In 2019, an event was held to mark the 80th anniversary of the lido's opening, attended by Olympic gold medallist swimmer Duncan Goodhew and Channel swimmer Tom Gregory. Forced to close during the first lockdown of the COVID-19 pandemic in the United Kingdom, Charlton Lido was the first lido to reopen, on 11 July 2020, when restrictions were relaxed.
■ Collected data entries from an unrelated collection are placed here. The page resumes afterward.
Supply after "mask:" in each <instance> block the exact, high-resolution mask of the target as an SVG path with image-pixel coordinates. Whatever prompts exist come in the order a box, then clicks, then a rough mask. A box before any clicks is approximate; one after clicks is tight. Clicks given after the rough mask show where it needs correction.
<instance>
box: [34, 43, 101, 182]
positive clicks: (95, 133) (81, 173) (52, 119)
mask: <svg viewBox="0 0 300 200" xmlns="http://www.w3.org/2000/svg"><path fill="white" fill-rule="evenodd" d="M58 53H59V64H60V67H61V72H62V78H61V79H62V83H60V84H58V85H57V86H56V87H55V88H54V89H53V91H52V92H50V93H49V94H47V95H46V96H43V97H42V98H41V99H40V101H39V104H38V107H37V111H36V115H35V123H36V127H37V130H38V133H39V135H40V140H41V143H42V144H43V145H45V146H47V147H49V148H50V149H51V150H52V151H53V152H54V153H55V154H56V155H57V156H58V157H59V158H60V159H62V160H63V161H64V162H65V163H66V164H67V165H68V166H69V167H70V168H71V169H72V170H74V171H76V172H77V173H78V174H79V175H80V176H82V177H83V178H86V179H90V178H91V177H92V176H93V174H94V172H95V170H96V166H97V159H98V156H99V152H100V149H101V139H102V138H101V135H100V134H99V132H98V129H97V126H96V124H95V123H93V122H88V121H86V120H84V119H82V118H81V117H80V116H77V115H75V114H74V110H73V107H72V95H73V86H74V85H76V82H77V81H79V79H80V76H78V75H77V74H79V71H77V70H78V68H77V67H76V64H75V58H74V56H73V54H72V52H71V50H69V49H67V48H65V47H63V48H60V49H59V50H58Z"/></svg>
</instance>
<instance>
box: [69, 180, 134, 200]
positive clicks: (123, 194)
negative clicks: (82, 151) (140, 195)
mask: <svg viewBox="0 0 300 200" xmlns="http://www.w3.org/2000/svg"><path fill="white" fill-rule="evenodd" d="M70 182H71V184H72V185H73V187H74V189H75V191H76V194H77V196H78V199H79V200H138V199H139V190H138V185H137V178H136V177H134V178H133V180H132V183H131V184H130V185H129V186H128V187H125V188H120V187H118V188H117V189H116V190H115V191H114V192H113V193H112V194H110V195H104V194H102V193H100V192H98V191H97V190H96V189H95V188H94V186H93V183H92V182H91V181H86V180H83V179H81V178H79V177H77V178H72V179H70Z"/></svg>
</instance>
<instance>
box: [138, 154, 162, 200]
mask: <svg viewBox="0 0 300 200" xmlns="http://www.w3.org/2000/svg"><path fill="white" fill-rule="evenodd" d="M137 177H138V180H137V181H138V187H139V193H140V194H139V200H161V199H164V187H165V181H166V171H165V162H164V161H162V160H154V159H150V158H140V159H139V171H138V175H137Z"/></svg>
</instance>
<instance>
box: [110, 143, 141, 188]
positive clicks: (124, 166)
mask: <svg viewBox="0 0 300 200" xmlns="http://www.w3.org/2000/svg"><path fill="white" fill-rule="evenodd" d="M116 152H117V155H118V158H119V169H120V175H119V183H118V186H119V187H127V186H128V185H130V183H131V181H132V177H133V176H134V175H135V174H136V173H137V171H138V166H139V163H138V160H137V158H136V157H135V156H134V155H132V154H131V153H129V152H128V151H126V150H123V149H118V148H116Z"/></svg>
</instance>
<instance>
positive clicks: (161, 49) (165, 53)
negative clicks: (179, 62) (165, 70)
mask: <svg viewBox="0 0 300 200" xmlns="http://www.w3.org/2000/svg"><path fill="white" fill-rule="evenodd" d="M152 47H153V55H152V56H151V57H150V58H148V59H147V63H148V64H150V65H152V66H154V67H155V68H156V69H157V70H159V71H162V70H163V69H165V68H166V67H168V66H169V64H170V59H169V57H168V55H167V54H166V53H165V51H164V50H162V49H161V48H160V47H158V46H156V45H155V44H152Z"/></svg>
Lamenting the COVID-19 lockdown closure of swimming pools, the London Evening Standards Vicky Frost earlier described it as:
"... defiantly not built for Instagram. It has neither the cool of Brockwell or London Fields, nor, thankfully, the freezing waters of Tooting or Parliament Hill lidos. ... Instead its 50m lengths are the perfect temperature, and its chilly terraces the perfect space for a post-swim cup of tea."